Justin’s transcript:
Reconciliation is the gospel. I’m quoting a friend of mine who gave a lecture on this two and a half years ago in Coventry, Sam Wells, the vicar of St. Martin’s in the Field. Reconciliation is the gospel — reconciliation with God, but we should never imagine that God gives just enough reconciliation through the death of Jesus on the cross, the resurrection, the sending of the Holy Spirit, the ascension, through the whole narrative of the life and death and the present life of Jesus — that He gives just enough reconciliation for the church. He gives reconciliation in bucket loads, in shiploads, in ocean loads, far more than we need.
And so our job is to overflow with reconciliation — reconciliation with God, reconciliation with each other as Christians — getting away from the back-biting, the attacking, the scandalous division, which so impedes the work of the Spirit and has done for hundreds and even over a thousand years.
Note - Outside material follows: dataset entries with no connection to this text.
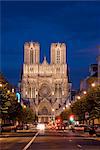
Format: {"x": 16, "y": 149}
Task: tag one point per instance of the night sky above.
{"x": 75, "y": 23}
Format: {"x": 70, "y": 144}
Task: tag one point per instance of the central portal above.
{"x": 44, "y": 111}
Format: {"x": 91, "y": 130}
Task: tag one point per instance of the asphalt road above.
{"x": 49, "y": 140}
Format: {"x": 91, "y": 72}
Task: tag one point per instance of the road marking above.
{"x": 27, "y": 146}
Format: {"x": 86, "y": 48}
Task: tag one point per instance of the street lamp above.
{"x": 66, "y": 106}
{"x": 93, "y": 84}
{"x": 8, "y": 91}
{"x": 0, "y": 84}
{"x": 12, "y": 90}
{"x": 84, "y": 92}
{"x": 24, "y": 106}
{"x": 78, "y": 97}
{"x": 53, "y": 110}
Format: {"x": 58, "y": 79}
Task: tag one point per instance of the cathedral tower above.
{"x": 58, "y": 53}
{"x": 31, "y": 53}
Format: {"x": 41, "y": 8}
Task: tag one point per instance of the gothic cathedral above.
{"x": 45, "y": 85}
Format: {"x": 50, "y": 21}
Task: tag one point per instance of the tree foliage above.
{"x": 88, "y": 103}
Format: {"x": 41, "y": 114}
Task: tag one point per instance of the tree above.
{"x": 66, "y": 113}
{"x": 88, "y": 103}
{"x": 27, "y": 115}
{"x": 4, "y": 101}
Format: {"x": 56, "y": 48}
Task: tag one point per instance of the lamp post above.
{"x": 53, "y": 113}
{"x": 93, "y": 84}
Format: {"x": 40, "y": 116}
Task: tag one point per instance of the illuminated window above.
{"x": 31, "y": 56}
{"x": 58, "y": 56}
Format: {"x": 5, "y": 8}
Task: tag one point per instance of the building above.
{"x": 92, "y": 78}
{"x": 45, "y": 85}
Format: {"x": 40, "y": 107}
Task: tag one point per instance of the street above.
{"x": 49, "y": 140}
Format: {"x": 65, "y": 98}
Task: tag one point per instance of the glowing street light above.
{"x": 0, "y": 84}
{"x": 93, "y": 84}
{"x": 12, "y": 90}
{"x": 8, "y": 91}
{"x": 53, "y": 110}
{"x": 78, "y": 97}
{"x": 66, "y": 106}
{"x": 24, "y": 106}
{"x": 84, "y": 92}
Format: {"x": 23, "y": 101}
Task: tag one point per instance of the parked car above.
{"x": 8, "y": 127}
{"x": 20, "y": 127}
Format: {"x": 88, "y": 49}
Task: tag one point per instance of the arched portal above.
{"x": 44, "y": 111}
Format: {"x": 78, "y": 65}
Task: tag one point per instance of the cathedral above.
{"x": 45, "y": 85}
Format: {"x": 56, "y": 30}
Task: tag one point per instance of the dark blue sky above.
{"x": 75, "y": 23}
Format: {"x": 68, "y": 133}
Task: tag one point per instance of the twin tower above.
{"x": 32, "y": 53}
{"x": 45, "y": 85}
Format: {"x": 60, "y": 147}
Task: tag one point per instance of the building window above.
{"x": 31, "y": 56}
{"x": 58, "y": 56}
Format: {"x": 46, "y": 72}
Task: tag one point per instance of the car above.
{"x": 80, "y": 127}
{"x": 8, "y": 127}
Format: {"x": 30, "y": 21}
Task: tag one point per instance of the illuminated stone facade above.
{"x": 45, "y": 85}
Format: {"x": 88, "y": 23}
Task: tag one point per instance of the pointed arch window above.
{"x": 58, "y": 56}
{"x": 31, "y": 56}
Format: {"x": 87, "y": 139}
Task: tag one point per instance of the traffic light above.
{"x": 71, "y": 118}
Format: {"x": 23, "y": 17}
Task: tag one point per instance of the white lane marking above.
{"x": 27, "y": 146}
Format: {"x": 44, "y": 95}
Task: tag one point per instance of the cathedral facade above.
{"x": 45, "y": 84}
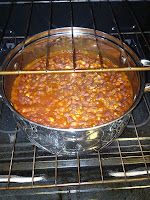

But also reconciliation so wherever we see what God intends, which is His people, the people whom He has created, every human being on earth, learning to relate well to each other, to disagree, but not destructively, to be individual and yet loving and caring for one another — wherever we see that not happening, Christians should be leaning into it, engaging, showing a better way, enabling people to be heard, to listen, and to do that most of all with the poor, the marginalized, those on the edge, who sometimes can only make themselves heard through shouting.
We need to be the ones who take those voices and enable people to come together, to tackle violent conflict and non-violent conflict, family conflict and church conflict: we are to be the people for whom reconciliation is the gospel.